— Ch. 1 · Origins And Development —
Google Books.
~5 min read · Ch. 1 of 7
In 1996, two Stanford University graduate students named Sergey Brin and Larry Page began discussing a radical idea. They imagined a future where vast collections of books were digitized and indexed by a web crawler. This concept would eventually become Google Books, initially known as Project Ocean when it officially launched in 2002. The team visited existing digitization efforts like the Library of Congress's American Memory Project to understand their methods. Page spoke with then-University President Mary Sue Coleman about scanning all volumes at her university. He claimed that while the current estimate was one thousand years, Google could achieve the task in six years. By December 2004, Google announced partnerships with major institutions including Harvard University and the University of Michigan. The company planned to digitize approximately fifteen million volumes within a decade.
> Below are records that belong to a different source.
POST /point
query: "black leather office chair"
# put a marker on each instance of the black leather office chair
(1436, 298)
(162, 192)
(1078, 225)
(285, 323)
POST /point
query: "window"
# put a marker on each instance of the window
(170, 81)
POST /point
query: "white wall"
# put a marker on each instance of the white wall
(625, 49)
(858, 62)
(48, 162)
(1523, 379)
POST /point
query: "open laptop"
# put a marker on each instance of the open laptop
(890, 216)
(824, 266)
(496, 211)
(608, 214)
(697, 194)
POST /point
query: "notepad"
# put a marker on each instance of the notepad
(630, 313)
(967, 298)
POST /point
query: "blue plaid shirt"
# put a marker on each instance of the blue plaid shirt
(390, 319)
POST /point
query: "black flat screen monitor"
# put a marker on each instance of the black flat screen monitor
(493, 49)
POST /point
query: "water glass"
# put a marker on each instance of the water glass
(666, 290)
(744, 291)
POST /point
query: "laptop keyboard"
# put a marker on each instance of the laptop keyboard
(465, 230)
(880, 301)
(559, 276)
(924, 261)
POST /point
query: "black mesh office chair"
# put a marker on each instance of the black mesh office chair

Scanning Technology And Process
Google established designated scanning centers where trucks transported physical books for processing. A custom-built mechanical cradle adjusted the book spine while an array of lights scanned open pages. Each page received images from two cameras directed at its surface. A range finder LIDAR overlaid a three-dimensional laser grid on the paper to capture curvature. Human operators turned pages by hand using foot pedals to take photographs without flattening or unbinding the books. This system allowed scanning rates up to six thousand pages per hour. Many books used customized Elphel 323 cameras operating at one thousand pages per hour. A patent awarded to Google in 2009 revealed this innovative dual-camera infrared light system. De-warping algorithms corrected page curvature using the LIDAR data before optical character recognition software transformed raw images into text. Google omitted color information to prioritize spatial resolution since most out-of-copyright books lacked colors.